P. Boyer : On va voir apparaître des distorsions entre les entreprises allemandes, françaises, italiennes, espagnoles.
P. Moscovici : Ça, c’est si on fait l’euro tout seul. Mais il y a aussi des besoins d’accompagner l’euro. L’euro que nous proposons ce n’est pas exactement l’euro que nous avons trouvé au mois de juin. C’est un euro rééquilibré. Et je pense à tout ce qui est harmonisation fiscale et sociale. Si on laisse cette harmonisation se faire par le bas, alors, la concurrence risque d’être avivée. C’est pour ça qu’il faut au minimum des codes de bonne conduite fiscale – c’est ce pour quoi plaide la France. Et il faut aussi un rééquilibrage de la fiscalité qui doit être plus favorable au travail.
P. Boyer : La France a été obligée de renforcer ses contrôles à ses frontières avec l’Italie devant l’afflux de réfugiés kurdes. Est-ce que cela ne donne pas raison, quelque part, à ceux qui s’inquiètent des conséquences du Traité d’Amsterdam, et qui réclament aujourd’hui un référendum sur cette question ?
P. Moscovici : Ça n’a rien à voir avec le Traité d’Amsterdam. C’est l’application des accords de Schengen C’est un problème de contrôle des flux migratoires, c’est un problème de criminalité organisée internationale.
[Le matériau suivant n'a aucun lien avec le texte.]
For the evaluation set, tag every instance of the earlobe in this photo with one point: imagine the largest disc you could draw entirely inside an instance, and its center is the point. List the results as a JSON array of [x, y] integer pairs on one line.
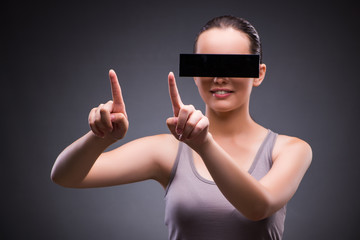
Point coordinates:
[[262, 72]]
C’est un problème aussi qui touche les pays qui sont concernés par la question Kurde. La France, il faut le savoir, n’est pas le pays de destination de ces Kurdes. C’est plutôt vers l’Allemagne, les Pays-Bas, que l’on va. Je suis pour le renforcement de la coopération avec l’Italie dans le cadre des accords de Schengen.
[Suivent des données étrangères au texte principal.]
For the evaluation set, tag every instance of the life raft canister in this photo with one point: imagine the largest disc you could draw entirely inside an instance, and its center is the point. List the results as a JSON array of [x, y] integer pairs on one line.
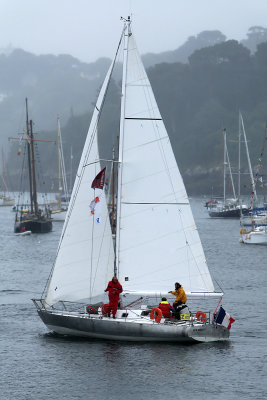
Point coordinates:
[[156, 314], [201, 316]]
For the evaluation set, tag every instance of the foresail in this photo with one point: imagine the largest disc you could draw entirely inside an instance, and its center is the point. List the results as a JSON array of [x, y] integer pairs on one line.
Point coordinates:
[[159, 242], [85, 259]]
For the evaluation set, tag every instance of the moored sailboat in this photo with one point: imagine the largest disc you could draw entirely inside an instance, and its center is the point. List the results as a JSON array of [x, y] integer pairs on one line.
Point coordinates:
[[32, 218], [5, 198], [155, 240], [58, 209]]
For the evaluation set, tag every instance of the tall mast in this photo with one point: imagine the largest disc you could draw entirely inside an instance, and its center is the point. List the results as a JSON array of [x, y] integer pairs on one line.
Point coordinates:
[[29, 155], [127, 33], [224, 163], [239, 154], [59, 165], [113, 191], [34, 192], [230, 171], [248, 158], [4, 173]]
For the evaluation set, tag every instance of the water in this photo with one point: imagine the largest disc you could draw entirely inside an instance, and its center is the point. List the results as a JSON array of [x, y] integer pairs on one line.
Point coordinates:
[[38, 365]]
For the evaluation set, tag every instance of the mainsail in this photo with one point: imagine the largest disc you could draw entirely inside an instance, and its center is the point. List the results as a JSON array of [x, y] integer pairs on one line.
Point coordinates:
[[85, 258], [157, 242]]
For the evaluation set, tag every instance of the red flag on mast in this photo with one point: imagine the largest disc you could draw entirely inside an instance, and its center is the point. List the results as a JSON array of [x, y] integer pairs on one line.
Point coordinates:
[[99, 180]]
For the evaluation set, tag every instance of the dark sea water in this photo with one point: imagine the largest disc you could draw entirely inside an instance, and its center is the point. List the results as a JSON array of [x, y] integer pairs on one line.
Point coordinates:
[[38, 365]]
P. Boyer : K. Kinkel a lancé un appel à la présidence britannique pour que l’Union européenne prenne l’initiative après ce que l’on voit se passer en Algérie. Est-ce que la France serait prête à soutenir cette initiative ?
P. Moscovici : Nous sommes totalement bouleversés, indignés par tout ce qui se passe. Il faut poursuivre les manifestations de solidarité avec la société algérienne. Ça passe par la transparence. Monsieur Kinkel a proposé l’envoi de ce que l’on appelle la troïka de l’Union européenne : le Luxembourg, la présidence précédente, la Grande-Bretagne, la présidence actuelle, l’Autriche, présidence suivante. C’est une bonne idée qui mérite d’être étudiée. Ainsi qu’une réunion au niveau des directeurs politiques de l’Union européenne pour voir quels mécanismes de coopération on peut mette en œuvre. Oui, je crois que l’Europe est le bon niveau de réponse à cette question. Il faut faire avant tout la transparence : connaître au mieux, et combattre.